= Trilby (ballet) =

1870 ballet by Marius Petipa

Trilby is a ballet in 2 acts and 3 scenes. It was the final ballet that Marius Petipa choreographed and staged for the Imperial Bolshoi Ballet during the two years he was commissioned to create new works for the Moscow stage. And the music was by Yuli Gerber. Libretto by Marius Petipa, based on the 1822 novella Trilby, ou Le Lutin d'Argail by Charles Nodier. The ballet was first presented by the Ballet of the Moscow Imperial Bolshoi Theatre on January 25/February 6 (Julian/Gregorian calendar dates), 1870, in Moscow with Polina Karpakova as Trilby and Ludiia Geiten as Miranda. It was later restaged by Petipa for the Imperial Ballet at the Imperial Bolshoi Kamenny Theatre on January 17–29, 1871 in St. Petersburg with Adèle Grantzow as Trilby and Lev Ivanov as Count Leopold.
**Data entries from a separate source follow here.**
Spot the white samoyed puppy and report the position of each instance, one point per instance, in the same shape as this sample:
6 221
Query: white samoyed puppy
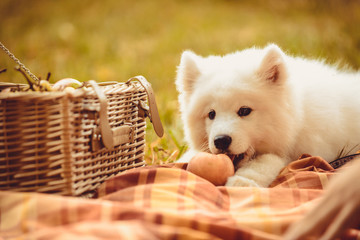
264 108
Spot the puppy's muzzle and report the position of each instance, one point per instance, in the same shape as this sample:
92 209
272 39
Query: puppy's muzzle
222 142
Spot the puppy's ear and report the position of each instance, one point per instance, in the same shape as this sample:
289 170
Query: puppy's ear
272 68
188 72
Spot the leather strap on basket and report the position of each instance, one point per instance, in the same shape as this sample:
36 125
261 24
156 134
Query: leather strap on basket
154 113
112 137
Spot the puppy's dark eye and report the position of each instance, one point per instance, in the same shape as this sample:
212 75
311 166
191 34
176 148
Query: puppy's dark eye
244 111
212 114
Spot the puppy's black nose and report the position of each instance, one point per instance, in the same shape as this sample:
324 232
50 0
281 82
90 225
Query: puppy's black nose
222 142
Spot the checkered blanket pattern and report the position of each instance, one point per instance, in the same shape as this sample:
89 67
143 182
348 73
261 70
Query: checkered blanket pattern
167 202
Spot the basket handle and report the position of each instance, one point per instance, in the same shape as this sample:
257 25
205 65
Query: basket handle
154 113
112 137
Petipa made a more direct adaptation of Nodier’s novella.

The famous variation for the male dancer in the Le Corsaire pas de deux is from Gerber's score for Trilby; a painting of dancers from the ballet in costume (as fledglings emerging from the shell) by Viktor Hartmann was one of the paintings which inspired Pictures at an Exhibition by Mussorgsky.